Background: Salivary gland neoplasms represent a diverse entity of tumors in the head and neck. Tumor-associated macrophages (TAMs) and tumor-infiltrating lymphocytes (TILs) were proven to have diverse roles in the carcinogenesis of head and neck neoplasms including salivary gland tumors.
Objectives: To detect and compare the expressions of CD68 and CD8 in benign and malignant salivary gland neoplasms and unveil the diagnostic ability of the markers in detecting malignancy. Besides detecting any correlation with clinical parameters, lymph node metastasis (LNM) and with each other.

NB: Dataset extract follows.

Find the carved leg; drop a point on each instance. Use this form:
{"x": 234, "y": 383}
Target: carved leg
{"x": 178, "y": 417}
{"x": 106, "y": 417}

Methods: We measured the immunohistochemical area % of CD68, and CD8 at Intra-tumor (IT) and tumor front (TF) sites in pleomorphic adenoma (PA), mucoepidermoid carcinoma (MEC), and Adenoid cystic carcinoma (ACC). Then the data was statistically analyzed for detection of any further correlations.
Results: A statistically significant increase in area % of CD68 and CD8 was observed in MEC and ACC when compared to PA. Both markers revealed accuracy in detecting malignancy with CD68 being more significantly accurate. IT CD8 area % significantly correlated with LNM. IT area % of CD68 negatively correlated with age while CD8 correlated positively with the patient's age. A statistically significant correlation between CD68 and CD8 at TF was observed.
Conclusions: Both CD68 and CD8 presented accuracy in the diagnosis of malignant salivary neoplasms. CD8 may help predict nodal metastasis in malignant salivary tumors. CD68 and CD8 might be associated with age changes. A cross-talk at the TF between TAM and TIL might be present, affecting the tumor invasive potential.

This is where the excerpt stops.